Its AI can detect laughter, applause and music for the deaf or hard of hearing.

America's Got Talent

YouTube has used algorithms to automatically caption speech for eight years now in an effort to make its billions of videos more accessible for the deaf and hard of hearing. While the feature was pretty rough at first, it has significantly improved it over time, getting "closer and closer to human transcription error rates," Google said in its developers blog. Since speech is just one part of the audio picture, though, YouTube has launched automatic sound effect captioning for the first time.
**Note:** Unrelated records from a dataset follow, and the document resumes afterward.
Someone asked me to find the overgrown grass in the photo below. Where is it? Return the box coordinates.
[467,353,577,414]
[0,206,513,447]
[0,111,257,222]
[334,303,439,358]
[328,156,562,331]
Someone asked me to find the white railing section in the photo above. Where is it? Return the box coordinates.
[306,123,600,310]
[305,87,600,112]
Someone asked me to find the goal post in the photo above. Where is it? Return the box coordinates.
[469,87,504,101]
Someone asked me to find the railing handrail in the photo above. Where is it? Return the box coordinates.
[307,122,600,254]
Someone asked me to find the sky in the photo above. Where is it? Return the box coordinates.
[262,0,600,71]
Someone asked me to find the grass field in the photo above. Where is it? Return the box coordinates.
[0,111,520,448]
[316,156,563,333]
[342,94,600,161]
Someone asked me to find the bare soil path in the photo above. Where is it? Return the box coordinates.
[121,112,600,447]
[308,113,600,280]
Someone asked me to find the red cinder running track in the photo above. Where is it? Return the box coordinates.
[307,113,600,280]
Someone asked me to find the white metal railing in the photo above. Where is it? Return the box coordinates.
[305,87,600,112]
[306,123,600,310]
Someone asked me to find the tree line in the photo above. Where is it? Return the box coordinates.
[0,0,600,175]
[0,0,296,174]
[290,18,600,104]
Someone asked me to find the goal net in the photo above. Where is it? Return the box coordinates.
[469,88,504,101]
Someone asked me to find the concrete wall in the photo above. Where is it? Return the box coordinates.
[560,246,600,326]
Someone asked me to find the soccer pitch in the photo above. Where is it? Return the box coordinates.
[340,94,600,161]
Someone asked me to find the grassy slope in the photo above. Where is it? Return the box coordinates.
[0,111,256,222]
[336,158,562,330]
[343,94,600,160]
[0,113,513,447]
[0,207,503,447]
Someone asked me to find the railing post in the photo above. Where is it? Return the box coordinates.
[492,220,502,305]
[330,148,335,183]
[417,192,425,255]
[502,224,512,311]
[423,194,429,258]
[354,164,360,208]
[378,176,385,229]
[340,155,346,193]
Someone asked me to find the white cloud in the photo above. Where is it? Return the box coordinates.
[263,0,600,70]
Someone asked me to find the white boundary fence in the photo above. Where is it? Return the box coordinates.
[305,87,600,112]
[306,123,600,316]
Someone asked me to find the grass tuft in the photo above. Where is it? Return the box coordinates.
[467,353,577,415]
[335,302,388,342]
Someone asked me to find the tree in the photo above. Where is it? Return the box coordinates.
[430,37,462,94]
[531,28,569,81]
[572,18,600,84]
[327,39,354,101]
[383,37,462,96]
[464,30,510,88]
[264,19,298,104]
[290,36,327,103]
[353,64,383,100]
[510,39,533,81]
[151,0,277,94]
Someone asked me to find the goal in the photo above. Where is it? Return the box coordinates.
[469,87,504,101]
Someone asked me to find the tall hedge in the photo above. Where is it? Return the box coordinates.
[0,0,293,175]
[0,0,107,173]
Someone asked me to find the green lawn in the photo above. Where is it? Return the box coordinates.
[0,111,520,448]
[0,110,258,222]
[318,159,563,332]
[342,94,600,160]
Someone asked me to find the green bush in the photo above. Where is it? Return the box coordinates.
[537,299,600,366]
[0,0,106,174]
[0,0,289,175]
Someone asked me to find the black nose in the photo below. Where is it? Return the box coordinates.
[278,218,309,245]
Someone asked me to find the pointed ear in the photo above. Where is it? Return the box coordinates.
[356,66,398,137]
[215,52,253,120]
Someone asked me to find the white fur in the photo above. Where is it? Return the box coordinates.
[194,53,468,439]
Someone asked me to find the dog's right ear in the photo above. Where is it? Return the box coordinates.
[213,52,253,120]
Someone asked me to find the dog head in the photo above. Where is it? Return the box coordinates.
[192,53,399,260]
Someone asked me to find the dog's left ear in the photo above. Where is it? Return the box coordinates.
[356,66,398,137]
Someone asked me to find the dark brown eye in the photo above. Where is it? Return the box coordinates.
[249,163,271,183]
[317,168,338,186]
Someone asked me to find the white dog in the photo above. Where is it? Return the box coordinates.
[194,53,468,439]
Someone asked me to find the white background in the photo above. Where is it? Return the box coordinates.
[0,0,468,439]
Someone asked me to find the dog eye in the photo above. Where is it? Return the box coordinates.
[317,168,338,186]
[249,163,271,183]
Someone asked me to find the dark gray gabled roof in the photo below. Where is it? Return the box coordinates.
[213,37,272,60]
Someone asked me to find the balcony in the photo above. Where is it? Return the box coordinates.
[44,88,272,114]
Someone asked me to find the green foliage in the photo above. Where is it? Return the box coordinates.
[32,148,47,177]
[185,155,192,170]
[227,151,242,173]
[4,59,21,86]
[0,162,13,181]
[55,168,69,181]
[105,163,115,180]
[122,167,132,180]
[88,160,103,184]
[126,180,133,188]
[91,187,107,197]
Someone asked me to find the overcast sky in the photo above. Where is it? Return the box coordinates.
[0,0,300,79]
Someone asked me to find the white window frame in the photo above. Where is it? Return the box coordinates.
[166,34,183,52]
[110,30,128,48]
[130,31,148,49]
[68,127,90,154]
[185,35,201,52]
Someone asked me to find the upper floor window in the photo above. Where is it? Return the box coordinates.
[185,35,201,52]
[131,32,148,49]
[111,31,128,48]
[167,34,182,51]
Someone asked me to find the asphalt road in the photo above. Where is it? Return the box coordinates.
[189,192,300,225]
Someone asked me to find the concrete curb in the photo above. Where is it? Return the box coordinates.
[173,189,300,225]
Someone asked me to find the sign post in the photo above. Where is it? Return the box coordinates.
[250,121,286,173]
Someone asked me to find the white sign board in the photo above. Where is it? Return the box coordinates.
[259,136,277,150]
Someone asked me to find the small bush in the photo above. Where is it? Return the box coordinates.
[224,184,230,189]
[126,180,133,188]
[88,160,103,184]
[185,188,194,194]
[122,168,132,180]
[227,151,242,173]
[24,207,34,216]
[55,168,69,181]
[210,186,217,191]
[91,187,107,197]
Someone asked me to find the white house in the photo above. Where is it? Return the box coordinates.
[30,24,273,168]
For now, the system can just show three classes of sounds: Applause, music and laughter. "These were among the most frequent manually captioned sounds, and they can add meaningful context for viewers who are deaf and hard of hearing," the company wrote.

As with the automatic captions, Google uses machine learning to pick out sounds and display them as text. It developed a "deep neural network (DNN)" model for ambient sound, and trained it with "thousands of hours of videos" to get the best results. The toughest part, it wrote in a technical blog, was separating and displaying events that tend to occur at the same, like laughter and applause.

You can see what that looks like in the clip from America's Got Talent below. The sound effects are merged with the automatic speech recognition and "shown as part of the standard automatic captions," much as you'd see in a close-captioned TV show.

YouTube's team said its aware that the captions are "simplistic," but adding features will be easier as it has built a solid back end foundation. In the future, it'll introduce common sounds like barking, knocking or ringing. That will pose new challenges, as the AI will need to figure out if a ringing sound is coming from an alarm, phone or doorbell, for example.

It'll be worth the effort, though, as Google says that two-thirds of participants in a study found that sound effect captions enhance the video experience. And while it's bound to make mistakes no matter how good it gets (even humans are only about 95 percent accurate), users think that the odd error won't detract from the benefits.